UPDATE: “Outlandish Expenditures” at Madonna’s Malawi Project

April 11, 2011

UPDATE: Newsweek has an article on the Raising Malawi issues in which they report that “only 27% of girls attend secondary school” and that only $850,000 of the $3.8 million under debate was actually spent in Malawi.

The article details the relationship between the nonprofit organization and its murky relationship with its parent company, the Kabbalah Center in L.A. The article also expands on the current claims against the Center, its misspending, possible tax evasion, and ponzi scheme profiteering. The article suggests that the blame placed on the now ex-director of the academy is a distraction tactic and that the accusations are missplaced, noting that the extravagances such as the golf membership and a car purchase sited were actually worth $461 a year and a 1996 reconditioned Toyota, respectively.

PREVIOUSLY POSTED: The New York Times is reporting that Madonna’s foundation Raising Malawi has abandoned its original goal of building a $15 million school for girls in the impoverished country. The Executive Director of the project stepped down in October with allegations of cost overruns and general mismanagement. The auditors unveiled what they described as “outlandish expenditures on salaries, cars, office space and a golf course membership, free housing and a car and driver for the school’s director.”  As a result, the board of directors has been ousted and replaced with a caretaker board to address the shortfalls and shift the foundation’s strategies.

After having spent over $3.8 million on the school project without even breaking ground or securing land, the foundation has reassessed its goals with the help of the Global Philanthropy Group. Madonna recruited the Group’s founder, Trevor Neilsen who suggested that by directing resources into the existing frameworks from nongovernmental organizations may be a more effective form of helping the community than an expensive school built from scratch.

In her statement released yesterday Madonna sited statistics that 67% of the girls in Malawi don’t go to secondary school. She affirmed her commitment to the organization and the community, stating her intent to continue utilizing the foundation to help improve education in the nation.
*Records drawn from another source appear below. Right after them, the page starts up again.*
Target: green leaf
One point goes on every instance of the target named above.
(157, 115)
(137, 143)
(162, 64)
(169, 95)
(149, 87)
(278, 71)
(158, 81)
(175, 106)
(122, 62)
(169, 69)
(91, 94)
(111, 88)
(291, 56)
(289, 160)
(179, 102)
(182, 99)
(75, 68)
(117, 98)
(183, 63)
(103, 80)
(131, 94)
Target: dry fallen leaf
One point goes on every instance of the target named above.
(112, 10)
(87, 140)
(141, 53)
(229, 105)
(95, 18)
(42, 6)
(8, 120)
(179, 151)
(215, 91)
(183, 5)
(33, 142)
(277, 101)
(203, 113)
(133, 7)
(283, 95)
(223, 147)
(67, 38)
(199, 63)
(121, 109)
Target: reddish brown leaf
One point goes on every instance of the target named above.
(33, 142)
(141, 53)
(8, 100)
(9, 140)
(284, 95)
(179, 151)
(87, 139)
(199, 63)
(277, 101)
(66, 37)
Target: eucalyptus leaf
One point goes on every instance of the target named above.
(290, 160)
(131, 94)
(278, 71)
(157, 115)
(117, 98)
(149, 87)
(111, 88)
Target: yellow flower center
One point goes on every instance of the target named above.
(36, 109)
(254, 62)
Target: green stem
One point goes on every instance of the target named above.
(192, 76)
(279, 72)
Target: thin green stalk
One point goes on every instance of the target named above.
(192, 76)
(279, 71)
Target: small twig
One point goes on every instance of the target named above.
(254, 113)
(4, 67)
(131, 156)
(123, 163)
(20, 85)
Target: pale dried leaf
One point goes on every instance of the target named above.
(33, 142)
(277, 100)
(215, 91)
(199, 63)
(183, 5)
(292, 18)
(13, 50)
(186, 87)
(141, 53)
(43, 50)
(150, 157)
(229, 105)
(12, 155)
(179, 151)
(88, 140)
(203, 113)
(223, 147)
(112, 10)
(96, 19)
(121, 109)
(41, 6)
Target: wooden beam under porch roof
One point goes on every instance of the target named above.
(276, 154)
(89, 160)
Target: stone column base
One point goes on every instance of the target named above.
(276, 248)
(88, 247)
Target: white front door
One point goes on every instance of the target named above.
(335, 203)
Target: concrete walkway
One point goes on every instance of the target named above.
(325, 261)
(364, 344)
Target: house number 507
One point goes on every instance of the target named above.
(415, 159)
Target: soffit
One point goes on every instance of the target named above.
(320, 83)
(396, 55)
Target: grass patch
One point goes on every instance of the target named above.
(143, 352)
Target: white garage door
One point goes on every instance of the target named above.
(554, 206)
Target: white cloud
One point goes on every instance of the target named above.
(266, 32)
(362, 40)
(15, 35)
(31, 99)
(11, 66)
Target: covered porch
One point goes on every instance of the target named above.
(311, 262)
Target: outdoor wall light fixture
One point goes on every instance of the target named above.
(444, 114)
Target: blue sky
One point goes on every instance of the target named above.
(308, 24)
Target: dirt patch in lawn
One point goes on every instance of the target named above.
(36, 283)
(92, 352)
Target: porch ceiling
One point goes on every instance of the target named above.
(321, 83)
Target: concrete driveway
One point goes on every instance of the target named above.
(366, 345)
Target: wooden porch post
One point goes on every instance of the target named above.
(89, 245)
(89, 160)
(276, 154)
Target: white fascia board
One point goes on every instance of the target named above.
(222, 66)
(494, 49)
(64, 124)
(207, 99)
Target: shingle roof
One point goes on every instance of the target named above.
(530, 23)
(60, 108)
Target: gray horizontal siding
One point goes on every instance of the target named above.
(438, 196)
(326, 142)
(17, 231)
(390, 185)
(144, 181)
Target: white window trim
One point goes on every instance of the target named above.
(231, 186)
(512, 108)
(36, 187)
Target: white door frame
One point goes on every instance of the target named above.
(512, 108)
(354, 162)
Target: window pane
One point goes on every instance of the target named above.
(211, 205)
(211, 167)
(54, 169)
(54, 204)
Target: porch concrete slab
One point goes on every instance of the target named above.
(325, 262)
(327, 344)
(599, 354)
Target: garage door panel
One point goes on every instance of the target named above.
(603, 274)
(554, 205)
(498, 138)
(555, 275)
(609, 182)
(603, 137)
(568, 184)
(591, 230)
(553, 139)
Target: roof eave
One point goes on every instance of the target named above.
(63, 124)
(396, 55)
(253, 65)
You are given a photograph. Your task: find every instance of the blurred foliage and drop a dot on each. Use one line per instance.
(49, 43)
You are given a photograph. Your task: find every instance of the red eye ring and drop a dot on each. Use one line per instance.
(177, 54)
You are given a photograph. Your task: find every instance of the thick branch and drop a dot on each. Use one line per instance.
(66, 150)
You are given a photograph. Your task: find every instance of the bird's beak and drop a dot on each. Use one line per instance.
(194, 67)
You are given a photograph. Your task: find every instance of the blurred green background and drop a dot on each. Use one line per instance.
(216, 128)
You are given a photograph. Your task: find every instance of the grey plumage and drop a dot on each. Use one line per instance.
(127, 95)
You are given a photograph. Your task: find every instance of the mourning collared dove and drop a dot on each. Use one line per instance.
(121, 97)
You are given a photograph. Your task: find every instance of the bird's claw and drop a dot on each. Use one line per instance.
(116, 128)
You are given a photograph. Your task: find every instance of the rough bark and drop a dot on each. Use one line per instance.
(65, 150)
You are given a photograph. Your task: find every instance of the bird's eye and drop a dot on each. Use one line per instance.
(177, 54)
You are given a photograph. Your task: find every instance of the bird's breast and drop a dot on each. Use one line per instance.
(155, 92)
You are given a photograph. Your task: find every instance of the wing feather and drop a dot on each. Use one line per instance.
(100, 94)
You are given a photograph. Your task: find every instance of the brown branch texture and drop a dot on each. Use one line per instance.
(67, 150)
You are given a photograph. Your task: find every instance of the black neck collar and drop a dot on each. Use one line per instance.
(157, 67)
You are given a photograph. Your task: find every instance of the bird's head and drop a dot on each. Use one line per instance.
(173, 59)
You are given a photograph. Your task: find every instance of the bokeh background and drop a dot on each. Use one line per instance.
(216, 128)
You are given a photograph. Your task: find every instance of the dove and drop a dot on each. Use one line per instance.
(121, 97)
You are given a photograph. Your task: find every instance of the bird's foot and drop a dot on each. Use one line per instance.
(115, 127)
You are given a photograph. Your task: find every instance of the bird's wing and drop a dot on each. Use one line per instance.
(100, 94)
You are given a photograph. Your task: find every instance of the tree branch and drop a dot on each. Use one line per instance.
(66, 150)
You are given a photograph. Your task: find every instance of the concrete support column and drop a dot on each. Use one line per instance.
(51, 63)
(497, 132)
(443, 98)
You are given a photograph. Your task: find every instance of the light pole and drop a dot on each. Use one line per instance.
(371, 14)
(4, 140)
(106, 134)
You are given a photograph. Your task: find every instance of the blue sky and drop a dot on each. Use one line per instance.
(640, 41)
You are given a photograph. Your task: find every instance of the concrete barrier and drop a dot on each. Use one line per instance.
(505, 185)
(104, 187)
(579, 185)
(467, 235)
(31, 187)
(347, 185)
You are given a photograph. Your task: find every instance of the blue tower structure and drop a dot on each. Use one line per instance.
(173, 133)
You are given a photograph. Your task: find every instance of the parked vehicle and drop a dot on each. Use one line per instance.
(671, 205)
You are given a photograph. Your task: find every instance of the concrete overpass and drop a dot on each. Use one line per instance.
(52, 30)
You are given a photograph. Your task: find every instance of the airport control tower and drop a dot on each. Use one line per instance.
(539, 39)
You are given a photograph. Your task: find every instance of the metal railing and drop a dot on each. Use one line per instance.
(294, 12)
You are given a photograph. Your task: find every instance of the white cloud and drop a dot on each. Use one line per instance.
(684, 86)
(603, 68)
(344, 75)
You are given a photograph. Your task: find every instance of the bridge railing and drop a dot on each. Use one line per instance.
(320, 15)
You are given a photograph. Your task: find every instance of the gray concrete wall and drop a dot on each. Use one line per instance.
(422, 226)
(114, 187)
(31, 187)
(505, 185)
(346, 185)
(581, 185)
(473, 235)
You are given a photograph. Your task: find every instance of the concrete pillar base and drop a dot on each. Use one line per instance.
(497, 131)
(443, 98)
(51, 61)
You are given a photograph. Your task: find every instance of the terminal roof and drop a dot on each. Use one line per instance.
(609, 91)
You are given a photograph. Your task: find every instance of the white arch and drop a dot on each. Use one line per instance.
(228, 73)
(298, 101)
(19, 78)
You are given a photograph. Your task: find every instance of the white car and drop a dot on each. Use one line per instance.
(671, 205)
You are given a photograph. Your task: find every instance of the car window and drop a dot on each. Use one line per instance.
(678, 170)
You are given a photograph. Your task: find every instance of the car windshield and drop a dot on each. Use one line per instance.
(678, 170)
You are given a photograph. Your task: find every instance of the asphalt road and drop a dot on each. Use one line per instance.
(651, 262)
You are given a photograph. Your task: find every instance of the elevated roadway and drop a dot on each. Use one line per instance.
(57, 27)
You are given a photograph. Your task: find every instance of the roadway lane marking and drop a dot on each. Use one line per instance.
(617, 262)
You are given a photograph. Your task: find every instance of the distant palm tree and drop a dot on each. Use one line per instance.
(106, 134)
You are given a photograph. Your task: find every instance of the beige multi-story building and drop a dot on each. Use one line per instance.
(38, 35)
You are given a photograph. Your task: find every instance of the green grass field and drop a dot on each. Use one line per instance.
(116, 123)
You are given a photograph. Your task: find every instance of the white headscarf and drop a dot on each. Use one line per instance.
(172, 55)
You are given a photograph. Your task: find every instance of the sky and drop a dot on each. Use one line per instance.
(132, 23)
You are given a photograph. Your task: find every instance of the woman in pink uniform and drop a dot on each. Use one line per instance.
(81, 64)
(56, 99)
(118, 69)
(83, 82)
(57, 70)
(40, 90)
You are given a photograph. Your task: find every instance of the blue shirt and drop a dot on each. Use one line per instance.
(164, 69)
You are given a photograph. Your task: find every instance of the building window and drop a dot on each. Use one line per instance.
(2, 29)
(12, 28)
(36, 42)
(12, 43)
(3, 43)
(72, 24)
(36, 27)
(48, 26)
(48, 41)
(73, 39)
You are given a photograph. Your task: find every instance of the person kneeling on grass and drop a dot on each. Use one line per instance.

After the initial shake-up, Madonna issued a statement released in January on the foundation’s website where she acknowledged the shifting strategy by stating “In a country where only 33% of Malawian girls attend secondary school, I realize that the plans we had in place for the Raising Malawi Academy for Girls simply would not serve enough children.” In addition to needing a more decisive statistician,there exists a real need for the attention that Madonna and her foundation have brought to Malawi.

My point in posting about this incident is to show another example where ample funding, best intent, real need, and even celebrity backing can collapse if the board of directors is not actively engaged and there is a general lack of managerial oversight.